- Pitcher
- Born: July 4, 1917 Conneaut, Ohio, U.S.
- Died: November 21, 2013 (aged 96) Conneaut, Ohio, U.S.
- Batted: RightThrew: Right

MLB debut
- August 18, 1939, for the Washington Senators

Last MLB appearance
- August 18, 1939, for the Washington Senators

MLB statistics
- Win–loss record: 0–0
- Earned run average: infinite
- Strikeouts: 0
- Stats at Baseball Reference

Teams
- Washington Senators (1939);

= Mike Palagyi =

American baseball player (1917-2013)

Michael Raymond Palagyi (July 4, 1917 – November 21, 2013) was an American Major League Baseball pitcher who pitched for the Washington Senators. He is in a group of over 1,500 players who have appeared in exactly one Major League game.
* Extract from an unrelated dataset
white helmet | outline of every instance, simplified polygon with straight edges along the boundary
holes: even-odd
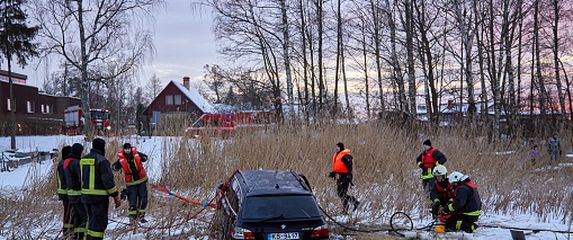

At the time of his death, he was the oldest of those one-game players.

==Early life==
Palagyi was one of ten children born to Joseph and Anna Palagyi. His seven brothers were Jim, John, George, Lewis, Andrew, Peter and Joseph. Mike's sisters included Anna Yusko, Ethel Vento, and Helen who died at birth and twin to brother Andrew. Mike was not the only member to play professional baseball in the family. His brother George Palagyi played minor league ball for the Cleveland Indians as a pitcher. Mike would later go on to marry his wife Margaret. They had one child Michael, who died in a plane crash in the 1970s. Mike was a devote Catholic and belonged to Corpus Christi Parish in Conneaut. He attended mass regularly at St. Mary Church and was buried out of St. Frances Cabrini Church. He was the last living of his brothers.

==Career==
Standing 6 feet 2 inch and weighing 185 lb, Palagyi made his major league pitching debut August 18, for the Washington Senators as a relief pitcher in a game against the Boston Red Sox. Coming in to the game to start the top of the ninth, with the Red Sox ahead 3-1, he began by walking Doc Cramer. Then Palagyi faced three future Hall of Fame members: Jimmie Foxx, Ted Williams and Joe Cronin. He hit Foxx with a pitch and walked Williams and Cronin. The walk to Cronin forced Cramer across the plate; Palagyi was lifted from the game at this point. Two other runners allowed by Palagyi would also score, and the Senators would lose the game by a final score of 6-2, but Palagyi did not receive the loss in that game. He would never play in another major league game. In an interview for Richard Tellis' book, Once Around the Bases, Palagyi said that he "threw but 2 strikes out of 15 pitches — a very short big league career".

After leaving baseball, Palagyi served during World War II. Palagyi lived in Conneaut until his death in 2013.

==Distinctions==
Since Palagyi allowed three earned runs without retiring a batter, his career earned run average (ERA) is infinite. He is one of at least 19 pitchers with an infinite ERA.

Palagyi and Mark Wagner are the only major-league players born in Conneaut. Both players pitched in exactly one game in relief. Wagner, however, appeared in other games as a shortstop.